What is Cognitive Studies?
When people ask me major, the most common follow-up question is “What is cognitive studies?”
This is a question I’ve had to answer many times this year. The answer is hard to put into a sentence (especially in conversation) but I can best summarize it as the study of the mind and the brain and their relationship to each other. The field of cognitive studies includes elements of computer science, philosophy, neuroscience, and of course, psychology.
The first class for my major core was PSY-PC 1207 Minds, Brains, Contexts, and Cultures, taught by Dr. Craig Smith. This class introduced us to the foundations and options of the cognitive studies major.
As Craig predicted on the first day of class, it filled me with existential angst. We spent time on such topics as the concept of intelligence, the impact of context on our actions and beliefs, whether people could be replaced by machines, and the power of culture.
There were some unique aspects of the course:
• Part of the class grade included participating in psychology research labs on campus in order to get an inside look at the research process and to “give back to the science that nourishes us” (that’s a Craig original).

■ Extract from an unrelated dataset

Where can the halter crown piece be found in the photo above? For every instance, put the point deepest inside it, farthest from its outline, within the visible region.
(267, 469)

• Our five papers were formatted as SPITs, which stands for summarize, personalize, integrate, and thoughtfully puzzle, or as I like to think of it, chewing up we read and discussed and spitting it back out.
• For the final project, we each adopted the role of social activist (or in CGS terms, “cultural evolutionist”). We developed campaigns to promote an idea we wish were more prevalent in our society. This was my project on rainforest conservation.
This class is the beginning of more fascinating courses to come, and it also anchored me socially here. I met some of my best friends in that class; we would get lunch after class at least once a week, and we have continued to bond this semester.
So, zooming out to the big picture of the major: Why study CGS?
It’s a Peabody course, and so many of the other majors––education, human and organizational development, and child studies––lend themselves well to a double major (which is not required, but “strongly recommended” for CGS). Many students who are exclusively within Peabody go on to teach primary, secondary, or special education or do speech therapy.
When combined with majors from outside Peabody, it can provide a strong foundation for careers…
• in technology (computer programming, computer interface or speech recognition software development);
• medicine and healthcare (behavioral medicine, nursing, rehabilitation, psychological counseling);
• advertising; and even
• government (eg. public policy analysis or lobbying on topics related to cognition and education).
Of course, many of these fields include graduate school as well. Finally, my personal favorite, as I combine CGS courses with Communication of Science and Technology, is scientific journalism.